Download R.K. Narayan Book in PDF, Epub and Kindle

Comprehensive study on the works on Rasipuram Krishnaswamy Narayan,1906-2001, Indian-English novelist.

Holy Shit

Holy Shit
Title Holy Shit PDF eBook
Author Gene Logsdon
Publisher Chelsea Green Publishing
Total Pages 272
Release 2010-08-30
Genre Technology & Engineering
ISBN 1603583106

Download Holy Shit Book in PDF, Epub and Kindle

In his insightful new book, Holy Shit: Managing Manure to Save Mankind, contrary farmer Gene Logsdon provides the inside story of manure-our greatest, yet most misunderstood, natural resource. He begins by lamenting a modern society that not only throws away both animal and human manure-worth billions of dollars in fertilizer value-but that spends a staggering amount of money to do so. This wastefulness makes even less sense as the supply of mined or chemically synthesized fertilizers dwindles and their cost skyrockets. In fact, he argues, if we do not learn how to turn our manures into fertilizer to keep food production in line with increasing population, our civilization, like so many that went before it, will inevitably decline. With his trademark humor, his years of experience writing about both farming and waste management, and his uncanny eye for the small but important details, Logsdon artfully describes how to manage farm manure, pet manure and human manure to make fertilizer and humus.

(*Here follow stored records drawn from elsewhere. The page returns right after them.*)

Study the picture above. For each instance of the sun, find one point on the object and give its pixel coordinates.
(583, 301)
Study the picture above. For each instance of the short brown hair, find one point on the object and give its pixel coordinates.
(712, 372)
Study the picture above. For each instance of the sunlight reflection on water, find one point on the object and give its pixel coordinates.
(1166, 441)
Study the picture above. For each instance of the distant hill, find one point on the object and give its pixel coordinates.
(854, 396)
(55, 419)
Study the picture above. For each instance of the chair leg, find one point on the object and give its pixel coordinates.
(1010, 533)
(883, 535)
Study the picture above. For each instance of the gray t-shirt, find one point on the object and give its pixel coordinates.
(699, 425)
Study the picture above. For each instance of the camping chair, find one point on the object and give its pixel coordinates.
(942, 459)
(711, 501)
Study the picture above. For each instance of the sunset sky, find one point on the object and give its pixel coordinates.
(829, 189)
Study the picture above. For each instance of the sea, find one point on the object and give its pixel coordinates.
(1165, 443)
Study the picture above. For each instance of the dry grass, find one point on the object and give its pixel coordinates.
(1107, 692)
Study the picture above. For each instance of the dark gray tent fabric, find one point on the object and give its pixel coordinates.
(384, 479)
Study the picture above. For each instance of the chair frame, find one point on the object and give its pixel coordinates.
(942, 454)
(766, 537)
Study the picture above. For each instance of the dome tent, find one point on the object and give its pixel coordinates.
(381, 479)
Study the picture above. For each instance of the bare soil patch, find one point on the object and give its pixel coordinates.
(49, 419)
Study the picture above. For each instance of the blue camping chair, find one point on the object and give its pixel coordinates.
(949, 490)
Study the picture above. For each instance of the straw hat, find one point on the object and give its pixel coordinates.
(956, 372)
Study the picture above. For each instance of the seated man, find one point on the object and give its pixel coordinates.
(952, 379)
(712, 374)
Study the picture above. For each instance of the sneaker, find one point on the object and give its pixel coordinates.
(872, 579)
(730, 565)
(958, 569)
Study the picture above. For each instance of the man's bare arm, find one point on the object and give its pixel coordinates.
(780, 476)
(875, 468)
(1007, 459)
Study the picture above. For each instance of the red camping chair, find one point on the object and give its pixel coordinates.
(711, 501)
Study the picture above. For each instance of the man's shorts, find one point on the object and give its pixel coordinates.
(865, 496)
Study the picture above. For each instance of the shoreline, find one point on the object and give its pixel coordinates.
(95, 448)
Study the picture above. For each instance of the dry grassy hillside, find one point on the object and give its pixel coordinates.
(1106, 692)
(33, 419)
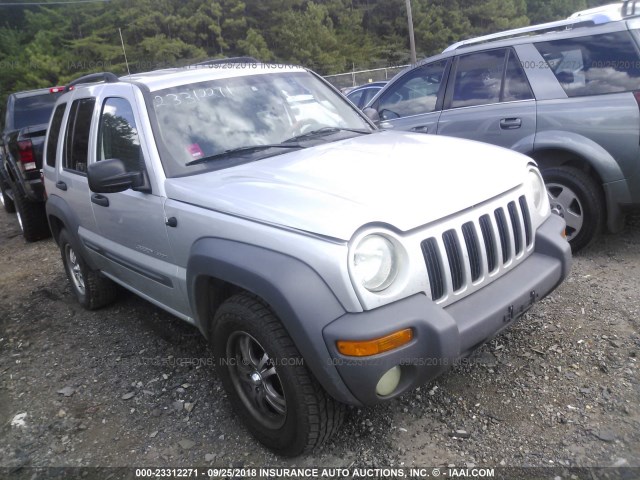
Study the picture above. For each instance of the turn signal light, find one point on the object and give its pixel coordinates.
(366, 348)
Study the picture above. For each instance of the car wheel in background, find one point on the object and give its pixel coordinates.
(576, 197)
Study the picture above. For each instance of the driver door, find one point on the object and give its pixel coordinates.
(414, 102)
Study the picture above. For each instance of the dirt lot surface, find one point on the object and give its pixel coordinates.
(130, 385)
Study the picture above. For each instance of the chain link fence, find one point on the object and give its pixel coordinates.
(353, 79)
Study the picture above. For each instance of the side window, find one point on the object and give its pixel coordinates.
(595, 64)
(478, 78)
(54, 134)
(76, 144)
(415, 94)
(118, 135)
(516, 85)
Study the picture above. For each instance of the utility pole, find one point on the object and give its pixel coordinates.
(412, 39)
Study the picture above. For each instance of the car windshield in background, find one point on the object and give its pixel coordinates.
(34, 110)
(215, 124)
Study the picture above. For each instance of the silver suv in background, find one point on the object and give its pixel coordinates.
(565, 93)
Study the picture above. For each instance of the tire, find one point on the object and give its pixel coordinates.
(6, 201)
(577, 198)
(32, 218)
(91, 288)
(279, 400)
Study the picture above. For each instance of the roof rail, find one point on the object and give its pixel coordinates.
(220, 61)
(568, 24)
(630, 8)
(106, 77)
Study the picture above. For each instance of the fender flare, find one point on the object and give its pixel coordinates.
(57, 207)
(297, 294)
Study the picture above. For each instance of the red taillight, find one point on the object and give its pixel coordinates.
(25, 152)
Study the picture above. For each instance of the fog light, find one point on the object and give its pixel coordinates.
(389, 382)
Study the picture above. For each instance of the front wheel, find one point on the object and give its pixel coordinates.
(91, 288)
(280, 401)
(577, 198)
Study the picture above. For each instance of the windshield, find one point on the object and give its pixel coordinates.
(201, 125)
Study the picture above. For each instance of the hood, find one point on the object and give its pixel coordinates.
(400, 179)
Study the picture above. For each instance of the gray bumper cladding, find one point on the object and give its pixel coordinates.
(444, 335)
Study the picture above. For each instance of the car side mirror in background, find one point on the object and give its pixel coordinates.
(111, 176)
(373, 115)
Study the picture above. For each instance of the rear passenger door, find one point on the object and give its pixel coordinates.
(489, 99)
(414, 101)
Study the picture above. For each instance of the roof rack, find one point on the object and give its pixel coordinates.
(630, 8)
(106, 77)
(586, 18)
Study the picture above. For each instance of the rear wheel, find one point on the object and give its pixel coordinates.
(576, 197)
(32, 218)
(280, 401)
(91, 288)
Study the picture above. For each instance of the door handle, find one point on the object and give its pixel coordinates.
(100, 200)
(510, 123)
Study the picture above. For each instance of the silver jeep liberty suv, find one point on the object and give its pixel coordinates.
(327, 262)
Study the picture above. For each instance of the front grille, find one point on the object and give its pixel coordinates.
(468, 253)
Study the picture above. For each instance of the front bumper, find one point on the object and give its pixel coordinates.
(443, 335)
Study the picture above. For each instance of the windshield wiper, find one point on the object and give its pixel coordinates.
(321, 132)
(247, 149)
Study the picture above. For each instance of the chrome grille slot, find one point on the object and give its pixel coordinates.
(503, 232)
(473, 253)
(516, 226)
(524, 208)
(434, 268)
(473, 249)
(489, 242)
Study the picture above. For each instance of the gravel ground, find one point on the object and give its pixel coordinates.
(117, 387)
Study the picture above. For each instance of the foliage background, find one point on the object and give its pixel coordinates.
(42, 46)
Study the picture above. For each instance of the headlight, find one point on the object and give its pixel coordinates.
(375, 265)
(538, 189)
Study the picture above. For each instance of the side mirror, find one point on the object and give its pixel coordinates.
(111, 176)
(373, 114)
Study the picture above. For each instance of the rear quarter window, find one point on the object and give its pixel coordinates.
(594, 65)
(34, 110)
(54, 134)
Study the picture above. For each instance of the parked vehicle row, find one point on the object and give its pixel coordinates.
(566, 94)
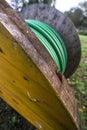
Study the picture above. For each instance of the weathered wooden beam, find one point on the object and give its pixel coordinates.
(29, 80)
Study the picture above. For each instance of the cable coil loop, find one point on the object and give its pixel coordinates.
(52, 42)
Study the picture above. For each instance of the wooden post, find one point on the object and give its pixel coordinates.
(29, 81)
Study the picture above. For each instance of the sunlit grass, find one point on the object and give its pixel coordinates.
(79, 80)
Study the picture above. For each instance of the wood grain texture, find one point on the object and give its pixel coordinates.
(27, 81)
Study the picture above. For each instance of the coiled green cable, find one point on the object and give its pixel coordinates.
(52, 42)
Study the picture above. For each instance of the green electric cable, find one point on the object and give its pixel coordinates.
(52, 42)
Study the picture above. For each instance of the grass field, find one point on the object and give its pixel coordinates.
(79, 80)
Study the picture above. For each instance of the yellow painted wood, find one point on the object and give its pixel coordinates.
(26, 89)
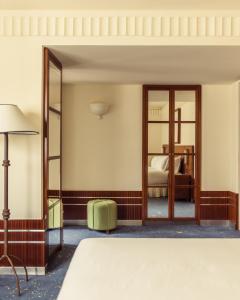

He covers the field, so to speak, discussing topics like: How to select the right pitchfork for the job and use it correctly How to operate a small manure spreader How to build a barn manure pack with farm animal manure How to compost cat and dog waste How to recycle toilet water for irrigation purposes, and How to get rid ourselves of our irrational paranoia about feces and urine. Gene Logsdon does not mince words. This fresh, fascinating and entertaining look at an earthy, but absolutely crucial subject, is a small gem and is destined to become a classic of our agricultural literature.